Judge threatens to put short-seller Andrew Left in custody after he goes AWOL from trial deliberations

Andrew Left walks into the trial
Andrew Left walks into the courthouse where he’s on trial.
  • The jury in Andrew Left’s fraud trial sent out a note to the judge.
  • The Citron Research founder was not on-site, and the judge was not happy.
  • She told the defense she would put him in custody until the verdict if it happened again.

A federal judge blasted short-seller Andrew Left for being AWOL on Monday as the jury deliberated in his securities fraud trial — threatening to take him into custody if it happens again.

The scolding came after the jurors, who started deliberating last week, sent out a note to the judge.

US District Judge Virginia Phillips berated Left’s legal team when she realized he was not in the Los Angeles courthouse to hear the contents of the note.
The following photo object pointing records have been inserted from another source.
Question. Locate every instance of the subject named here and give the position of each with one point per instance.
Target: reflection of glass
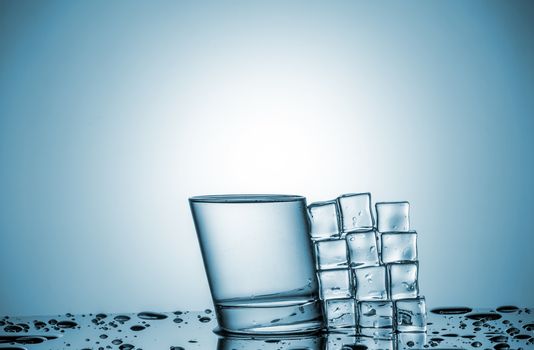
(259, 262)
(316, 342)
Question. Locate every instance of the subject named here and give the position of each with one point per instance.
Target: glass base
(269, 318)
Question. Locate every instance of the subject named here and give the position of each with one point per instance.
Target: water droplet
(498, 339)
(451, 310)
(121, 318)
(507, 308)
(484, 316)
(148, 315)
(13, 328)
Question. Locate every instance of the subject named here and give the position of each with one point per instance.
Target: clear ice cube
(362, 247)
(393, 216)
(375, 314)
(324, 219)
(398, 247)
(403, 280)
(371, 283)
(340, 313)
(331, 254)
(355, 212)
(411, 315)
(334, 284)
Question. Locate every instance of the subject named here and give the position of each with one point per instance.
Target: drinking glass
(259, 262)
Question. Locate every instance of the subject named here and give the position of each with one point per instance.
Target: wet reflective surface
(507, 327)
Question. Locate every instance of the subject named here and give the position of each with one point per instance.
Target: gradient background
(113, 113)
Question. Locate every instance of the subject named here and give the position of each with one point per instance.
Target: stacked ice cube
(368, 273)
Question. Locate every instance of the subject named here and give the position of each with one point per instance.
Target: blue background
(113, 113)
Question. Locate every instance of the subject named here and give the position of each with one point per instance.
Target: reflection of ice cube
(403, 280)
(324, 220)
(374, 339)
(362, 248)
(331, 254)
(411, 315)
(398, 247)
(356, 211)
(375, 314)
(340, 313)
(371, 283)
(393, 216)
(334, 284)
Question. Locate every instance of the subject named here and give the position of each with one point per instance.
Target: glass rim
(246, 198)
His attorneys said he was 20 minutes away, and she pointed out that it had been 45 minutes since the note — which was to request read-back of a witness’ testimony — came in.

“If this happens again, I’m going to keep him in custody until we get a verdict. You can let him know that,” she said.

When Left arrived, Phillips upbraided him face-to-face.

“The jury waited an hour for you to arrive,” she said. “There’s no excuses for keeping the jury waiting like that.”

She ordered him to stay in the courthouse while the case is in session and said she would have US marshals hold him if he stepped out again.

Left, the founder of the influential Citron Research, is accused of deceiving investors and manipulating the market to make profits of more than $20 million.

Prosecutors say he issues reports and opinions about companies he had bet on, waited for his large social-media following to move the market, and then quietly closed his positions at a different price than the target price he publicized.

Left, who took the stand in his own defense last week, says his reports and predictions were accurate, that he believed what he was saying in his posts and never intended to mislead anyone.